Guest Post by Ben Hilliam, Microsoft Expert Educator
Throughout this year I have been using Microsoft OneNote with my students at St Andrew’s College. Sam McNeill has a fair account of how I have been using it here with my year 9 one to one computing class, I have been constantly reflecting on how I can continue this journey.
Using the SAMR model, I have currently been operating in the Substitution and Augmentation stage, where technology replaces some traditional aspects of teaching, such as “Chalk and Talk”, but with some added advantage. In my case, having examples, notes and work always live and accessible to students through Microsoft OneNote and also recording my lessons as I deliver them and link them back to my class OneNote. This is a very teacher orientated model and I would like to see students more empowered through their use of technology.
In the last topic I covered with my year 9s, Geometry, I took OneNote to a new level, setting up my students with their own editable OneNotes within the class OneNote.
Here you can see the topic tabs up the top and the lesson pages down the side. You might also notice some tabs to the right of the topic tabs with names on them. These belong to my students. In their OneNote, they can only see their own OneNotes and edit them, whereas I can see them all as tabs and also edit them with the purpose of giving feedback.
Here is a sample of some student work:
In this case the student is investigating circle geometry, with a triangle whose hypotenuse is also the diameter of a circle. Incidentally the program used for drawing the circle, triangle and measuring the angles is Geometer’s Sketchpad. While there is nothing revolutionary about the learning happening here, the thing I really like about it is the efficiency. When this task is done without digital technology could easily take up a whole lesson, but this task took no more than 10 minutes. With Geometer’s Sketchpad, the student was able to investigate the properties of the triangle by fixing a triangle’s diameter into a circle, then vary the two shorter sides while measuring all the angles.
He was able to quickly copy and paste some questions and a sample of their drawing. This gave the student a framework to explore a rich aspect of geometric reasoning. I like that in this case, time can be given to this rich task, where many mathematics teachers would simply draw the example, say the rule and get the students to copy it down.
When I reflect on where this task sits in the SAMR model, I feel that to an extent it is still mostly Augmentation. But there are aspects of modification. The ability to investigate a geometric rule using Geometer’s Sketchpad has modified the way I teach the topic in so much as it is a much more containable and manageable task within the confines of a 50 minute period. However, the way the student articulates themselves by pasting and commenting in OneNote is augmenting what they would do with pen and paper (and scissors and ruler and compass).
It will be interesting to see how my students perform in their next Geometry assessment. But I feel they have had more time to grapple with why these rules work rather than just apply them to a situation.
In terms of moving towards Redefinition on the SAMR model in this context, at the moment I am not sure how I would go about that. Perhaps I could get groups of students to explain different Geometric rules then the class can share their results using OneNote.

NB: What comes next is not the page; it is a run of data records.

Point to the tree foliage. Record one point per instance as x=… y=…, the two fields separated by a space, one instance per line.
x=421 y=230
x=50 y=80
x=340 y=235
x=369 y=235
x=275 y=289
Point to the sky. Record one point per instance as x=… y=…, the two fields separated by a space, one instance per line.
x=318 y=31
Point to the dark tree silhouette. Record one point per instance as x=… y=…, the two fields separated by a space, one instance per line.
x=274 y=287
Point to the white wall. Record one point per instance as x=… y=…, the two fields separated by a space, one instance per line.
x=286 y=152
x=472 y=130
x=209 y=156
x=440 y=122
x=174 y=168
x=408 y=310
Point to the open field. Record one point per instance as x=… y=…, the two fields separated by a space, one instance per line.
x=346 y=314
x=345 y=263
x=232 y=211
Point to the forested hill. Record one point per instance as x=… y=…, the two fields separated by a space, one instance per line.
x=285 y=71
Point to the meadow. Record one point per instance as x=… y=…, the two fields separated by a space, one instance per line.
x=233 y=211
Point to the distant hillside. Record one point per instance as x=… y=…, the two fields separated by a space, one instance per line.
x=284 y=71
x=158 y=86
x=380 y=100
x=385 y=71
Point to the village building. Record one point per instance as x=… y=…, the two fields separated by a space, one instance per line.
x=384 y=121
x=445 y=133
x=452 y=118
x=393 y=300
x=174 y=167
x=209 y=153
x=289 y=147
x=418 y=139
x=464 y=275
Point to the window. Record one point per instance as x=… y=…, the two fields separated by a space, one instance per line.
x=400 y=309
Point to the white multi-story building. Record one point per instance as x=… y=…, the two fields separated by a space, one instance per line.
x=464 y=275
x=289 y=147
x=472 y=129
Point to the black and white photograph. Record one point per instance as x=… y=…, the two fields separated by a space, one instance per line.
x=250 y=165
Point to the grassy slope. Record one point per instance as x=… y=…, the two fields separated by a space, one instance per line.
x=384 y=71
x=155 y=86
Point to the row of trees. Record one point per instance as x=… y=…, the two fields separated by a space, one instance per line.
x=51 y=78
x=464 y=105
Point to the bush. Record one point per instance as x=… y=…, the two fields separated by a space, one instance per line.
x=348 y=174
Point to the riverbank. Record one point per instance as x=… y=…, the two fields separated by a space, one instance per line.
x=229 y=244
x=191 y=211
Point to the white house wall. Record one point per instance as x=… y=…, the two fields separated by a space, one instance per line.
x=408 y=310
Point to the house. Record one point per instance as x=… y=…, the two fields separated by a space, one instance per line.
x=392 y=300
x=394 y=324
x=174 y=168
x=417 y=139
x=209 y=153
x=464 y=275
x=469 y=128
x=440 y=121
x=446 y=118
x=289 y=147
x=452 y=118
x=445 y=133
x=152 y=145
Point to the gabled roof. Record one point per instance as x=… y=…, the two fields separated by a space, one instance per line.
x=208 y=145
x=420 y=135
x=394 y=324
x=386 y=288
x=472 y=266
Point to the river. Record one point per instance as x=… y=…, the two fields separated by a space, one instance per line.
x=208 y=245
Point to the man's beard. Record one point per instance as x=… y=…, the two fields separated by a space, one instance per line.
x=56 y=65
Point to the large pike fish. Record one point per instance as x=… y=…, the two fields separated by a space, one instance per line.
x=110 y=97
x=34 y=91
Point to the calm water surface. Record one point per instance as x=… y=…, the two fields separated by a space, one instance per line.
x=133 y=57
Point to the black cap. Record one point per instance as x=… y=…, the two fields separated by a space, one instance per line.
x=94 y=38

Guest Blog Post by Ben Hilliam – St Andrews College Christchurch, New Zealand
Ben has a Bachelor’s degree majoring in Mathematics. It was his love for this subject which led him on to a path of teaching. Having taught at St Bede’s College, Christchurch through the earthquakes, Ben was forced to embrace technology to deliver lesson content when classes were either cancelled or students could not attend due to earthquake related causes. In 2013 while teaching at Springbank School, Kerikeri, Ben once again was forced to innovate. This time due to budget constraints which meant delivering a full senior mathematics course in a fraction of the usual time. Without realising a term existed for what he did, Ben “flipped” his classroom by prerecording lessons and posting them online for students to cover in their own time.